Monday, April 16, 2007

So hard to get back on track!!!!!

Today is the day that I decided enough was enough and we are half way through the day and so far so good. Why is it so hard to get back on track??? I was doing so good for so long and now it seems like it was harder to get motivated again. I actually found myself saying that I didn't care anymore, I will just be fat forever, but I know that's not what I want. I watched the biggest loser last night and I saw Matt win ( we are a few seasons behind here on middle east TV channels)I searched online and read that Matt and Suzy actually got married and had a child together ..how cute, match made in reality TV heaven LOL. Anyway back to be. I weighed in this morning 2 pounds heavier now at 291, only 9 pounds away from the place I vowed that I never wanted to see again. This is the turning point for me( I don't know how many times I said this) but I really WANT to mean it this time. I want to be less than 200 pounds and I know eating whatever I want isn't going to get me here, I want to lose 50 more pounds before the end of the summer, I want to feel good about myself, I want to look in the mirror and not be totally disgusted by what I see.

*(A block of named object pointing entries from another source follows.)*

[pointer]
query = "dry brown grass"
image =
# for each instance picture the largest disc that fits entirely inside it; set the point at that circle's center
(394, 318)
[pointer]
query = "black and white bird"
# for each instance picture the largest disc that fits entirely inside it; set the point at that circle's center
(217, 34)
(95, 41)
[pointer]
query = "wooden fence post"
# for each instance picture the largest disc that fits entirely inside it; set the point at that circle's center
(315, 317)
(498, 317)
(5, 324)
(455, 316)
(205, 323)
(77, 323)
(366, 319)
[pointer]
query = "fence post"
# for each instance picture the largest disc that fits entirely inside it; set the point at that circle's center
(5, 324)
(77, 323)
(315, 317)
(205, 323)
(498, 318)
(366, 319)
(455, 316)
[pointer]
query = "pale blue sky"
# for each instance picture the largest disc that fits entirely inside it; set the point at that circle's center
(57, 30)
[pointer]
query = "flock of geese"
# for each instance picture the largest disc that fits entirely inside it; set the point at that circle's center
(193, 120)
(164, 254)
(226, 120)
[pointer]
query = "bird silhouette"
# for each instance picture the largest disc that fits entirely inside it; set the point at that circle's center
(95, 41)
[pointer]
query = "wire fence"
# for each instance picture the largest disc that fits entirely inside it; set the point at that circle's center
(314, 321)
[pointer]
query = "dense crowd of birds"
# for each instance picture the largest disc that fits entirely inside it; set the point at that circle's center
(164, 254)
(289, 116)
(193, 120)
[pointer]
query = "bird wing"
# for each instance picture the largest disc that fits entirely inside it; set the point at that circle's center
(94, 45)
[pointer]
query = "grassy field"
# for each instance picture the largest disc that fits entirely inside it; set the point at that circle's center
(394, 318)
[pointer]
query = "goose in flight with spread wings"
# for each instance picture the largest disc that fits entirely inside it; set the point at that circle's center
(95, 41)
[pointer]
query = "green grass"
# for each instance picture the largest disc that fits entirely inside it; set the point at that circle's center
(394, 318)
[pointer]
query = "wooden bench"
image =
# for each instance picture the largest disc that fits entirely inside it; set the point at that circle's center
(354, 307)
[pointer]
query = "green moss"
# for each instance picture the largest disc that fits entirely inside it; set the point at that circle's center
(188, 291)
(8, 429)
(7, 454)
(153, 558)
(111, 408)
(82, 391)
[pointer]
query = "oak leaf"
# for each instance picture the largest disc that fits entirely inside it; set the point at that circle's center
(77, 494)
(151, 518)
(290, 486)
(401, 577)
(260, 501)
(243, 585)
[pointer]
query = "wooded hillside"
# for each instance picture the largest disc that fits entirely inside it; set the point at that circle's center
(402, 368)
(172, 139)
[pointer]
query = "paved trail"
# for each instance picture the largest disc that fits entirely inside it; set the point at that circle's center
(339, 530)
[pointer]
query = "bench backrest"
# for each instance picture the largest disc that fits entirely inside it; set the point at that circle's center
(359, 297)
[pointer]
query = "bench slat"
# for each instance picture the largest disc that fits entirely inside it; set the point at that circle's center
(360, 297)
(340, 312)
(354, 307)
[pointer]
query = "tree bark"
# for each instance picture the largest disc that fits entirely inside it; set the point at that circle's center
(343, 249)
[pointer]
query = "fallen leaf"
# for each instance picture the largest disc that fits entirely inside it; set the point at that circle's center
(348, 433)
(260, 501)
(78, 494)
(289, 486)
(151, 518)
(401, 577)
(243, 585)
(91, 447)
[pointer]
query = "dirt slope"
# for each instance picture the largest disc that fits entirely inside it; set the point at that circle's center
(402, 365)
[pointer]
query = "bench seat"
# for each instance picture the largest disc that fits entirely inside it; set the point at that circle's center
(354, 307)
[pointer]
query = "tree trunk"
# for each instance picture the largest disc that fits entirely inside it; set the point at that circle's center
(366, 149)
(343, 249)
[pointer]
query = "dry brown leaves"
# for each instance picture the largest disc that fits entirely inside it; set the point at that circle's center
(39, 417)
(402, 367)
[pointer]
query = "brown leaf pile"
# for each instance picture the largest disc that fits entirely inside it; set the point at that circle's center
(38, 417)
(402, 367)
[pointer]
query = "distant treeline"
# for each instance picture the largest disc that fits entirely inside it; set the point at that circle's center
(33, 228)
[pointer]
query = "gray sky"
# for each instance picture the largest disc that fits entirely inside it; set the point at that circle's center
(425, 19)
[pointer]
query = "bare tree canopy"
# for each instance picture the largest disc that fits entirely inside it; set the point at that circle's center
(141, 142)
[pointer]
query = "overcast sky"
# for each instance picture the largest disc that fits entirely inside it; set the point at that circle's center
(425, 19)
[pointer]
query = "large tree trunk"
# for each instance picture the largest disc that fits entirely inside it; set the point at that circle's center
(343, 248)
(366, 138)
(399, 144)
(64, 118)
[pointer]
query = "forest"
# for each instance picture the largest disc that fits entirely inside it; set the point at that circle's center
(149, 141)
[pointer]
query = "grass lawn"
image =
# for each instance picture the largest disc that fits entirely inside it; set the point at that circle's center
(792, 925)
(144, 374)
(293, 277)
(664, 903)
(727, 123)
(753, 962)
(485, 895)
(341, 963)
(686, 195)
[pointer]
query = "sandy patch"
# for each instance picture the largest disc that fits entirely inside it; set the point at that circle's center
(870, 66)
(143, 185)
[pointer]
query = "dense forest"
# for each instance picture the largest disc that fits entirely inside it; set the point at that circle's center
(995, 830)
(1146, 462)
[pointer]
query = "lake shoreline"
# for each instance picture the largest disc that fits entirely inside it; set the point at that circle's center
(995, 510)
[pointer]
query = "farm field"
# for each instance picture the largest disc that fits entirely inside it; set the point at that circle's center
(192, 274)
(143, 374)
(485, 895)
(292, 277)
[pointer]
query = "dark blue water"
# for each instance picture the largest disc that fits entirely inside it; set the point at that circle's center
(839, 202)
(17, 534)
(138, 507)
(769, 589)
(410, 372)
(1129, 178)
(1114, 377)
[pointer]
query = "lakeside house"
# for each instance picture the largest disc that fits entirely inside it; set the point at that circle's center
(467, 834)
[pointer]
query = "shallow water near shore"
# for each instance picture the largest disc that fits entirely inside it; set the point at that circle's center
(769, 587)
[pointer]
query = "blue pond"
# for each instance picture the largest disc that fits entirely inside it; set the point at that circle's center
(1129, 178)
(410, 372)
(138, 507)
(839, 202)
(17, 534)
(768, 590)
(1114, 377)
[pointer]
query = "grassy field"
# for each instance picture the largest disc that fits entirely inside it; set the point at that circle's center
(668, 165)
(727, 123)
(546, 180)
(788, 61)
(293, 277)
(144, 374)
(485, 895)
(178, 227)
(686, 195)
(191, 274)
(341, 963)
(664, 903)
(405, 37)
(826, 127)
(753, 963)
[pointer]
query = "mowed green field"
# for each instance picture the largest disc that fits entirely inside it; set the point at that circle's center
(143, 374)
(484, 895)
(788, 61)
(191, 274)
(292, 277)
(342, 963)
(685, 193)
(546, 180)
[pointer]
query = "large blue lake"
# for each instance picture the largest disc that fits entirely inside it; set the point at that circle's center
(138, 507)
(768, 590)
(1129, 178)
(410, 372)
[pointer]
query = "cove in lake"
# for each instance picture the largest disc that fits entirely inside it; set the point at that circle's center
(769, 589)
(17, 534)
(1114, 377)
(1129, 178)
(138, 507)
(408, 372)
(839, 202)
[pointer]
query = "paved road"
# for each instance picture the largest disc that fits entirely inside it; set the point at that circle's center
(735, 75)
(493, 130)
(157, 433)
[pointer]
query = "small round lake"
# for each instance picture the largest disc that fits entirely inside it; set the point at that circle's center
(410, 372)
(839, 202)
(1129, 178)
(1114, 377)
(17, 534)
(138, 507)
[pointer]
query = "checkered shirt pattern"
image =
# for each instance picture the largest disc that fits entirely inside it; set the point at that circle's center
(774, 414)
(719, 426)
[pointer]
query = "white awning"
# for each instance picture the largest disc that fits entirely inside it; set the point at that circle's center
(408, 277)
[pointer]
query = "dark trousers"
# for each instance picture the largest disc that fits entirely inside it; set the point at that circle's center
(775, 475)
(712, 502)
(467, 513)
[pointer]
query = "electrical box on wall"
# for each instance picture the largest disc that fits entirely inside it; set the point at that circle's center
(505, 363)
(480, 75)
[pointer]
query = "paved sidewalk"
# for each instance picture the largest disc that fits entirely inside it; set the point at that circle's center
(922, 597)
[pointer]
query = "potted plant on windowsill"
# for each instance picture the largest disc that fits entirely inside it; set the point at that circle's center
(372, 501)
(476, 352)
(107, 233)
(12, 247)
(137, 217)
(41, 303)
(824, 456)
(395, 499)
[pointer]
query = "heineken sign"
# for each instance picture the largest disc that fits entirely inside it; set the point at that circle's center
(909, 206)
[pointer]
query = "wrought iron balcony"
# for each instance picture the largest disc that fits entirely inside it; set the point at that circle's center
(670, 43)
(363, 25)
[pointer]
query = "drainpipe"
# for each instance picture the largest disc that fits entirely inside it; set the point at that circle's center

I want to be a health fit fun mom , and be able to run around in the yard and play with my children. I want to be a hot sexy wife that can go in any store and buy a nice outfit and be able to find my size without searching for a store that has FAT people clothes, is this too much to ask for??? Am I being unreal??? Is this ever going to be my reality, I thought that I had crossed these hurdles in my mind before, how in the world did I get back here??? Well I cant look back, I have to move forward and I have to keep working, I cant give up. I am not a loser and I know I have the will in me to do this, I just need to ask God to give me more strength, I have to look at myself and figure out where I am going wrong, what am I doing to make this reality that I long for so difficult to achieve. I suppose I need to do some soul searching and get myself spiritually right so that the physical part will fall in sync, I don't know, I am willing to try anything. One thing I know for sure I want to see the scale move the other way and I don't want to have to starve myself to get there.